A new hope for hereditary angioedema sufferers
The Committee for Medicinal Products for Human Use (CHMP) of the EMA has issued a positive opinion on garadacimab, an innovative therapy for the prevention of hereditary angioedema (HAE) attacks. Developed by CSL, this monoclonal antibody targets Factor XIIa, a key protein in the cascade that triggers HAE attacks.
The European Commission’s final decision is expected in the first quarter of 2025. Once approved, garadacimab will be available across the EU as a monthly prophylactic treatment for adults and adolescents aged 12 and older.
How garadacimab works
Unlike current therapies targeting downstream mediators, garadacimab prevents the activation of Factor XIIa at the very start of the inflammatory cascade. Results from the phase III VANGUARD trial showed that 62% of patients experienced no attacks, with an 86.5% reduction in attacks compared to placebo.
Data from an ongoing extension study also confirmed long-term safety and efficacy, with attack reduction maintained over a median exposure of 13 months.
CSL’s commitment to HAE
For over 40 years, CSL has supported the HAE community by introducing groundbreaking therapies, such as plasma-derived C1 inhibitors, transitioning from intravenous to subcutaneous formulations. With garadacimab, CSL aims to offer a therapy that could free patients from the symptoms of hereditary angioedema.
“We strive to improve the lives of people with HAE by addressing their needs with innovative solutions,” said Oliver Schmitt, Managing Director of CSL Behring Italy.

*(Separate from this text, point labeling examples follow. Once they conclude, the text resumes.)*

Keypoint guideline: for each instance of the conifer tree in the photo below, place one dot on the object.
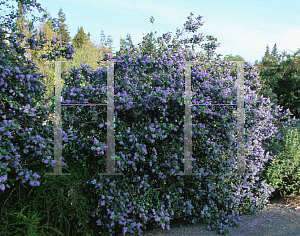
(63, 31)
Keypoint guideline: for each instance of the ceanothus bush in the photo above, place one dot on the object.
(149, 116)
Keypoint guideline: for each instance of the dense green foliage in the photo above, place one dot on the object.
(52, 209)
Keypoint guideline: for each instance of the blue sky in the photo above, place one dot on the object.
(242, 27)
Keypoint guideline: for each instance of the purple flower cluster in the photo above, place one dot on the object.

What is hereditary angioedema?
Hereditary angioedema is a rare genetic condition affecting approximately 1 in 10,000-50,000 people. It is caused by a deficiency or dysfunction of C1 inhibitor, a protein that regulates inflammation. This leads to fluid buildup in tissues, causing painful swelling in areas such as the face, throat, abdomen, and limbs. If untreated, HAE attacks can be life-threatening, especially when airways are involved.
A brighter outlook
The approval of garadacimab marks a significant milestone in managing hereditary angioedema, offering a safe and effective therapy that could transform the lives of countless patients.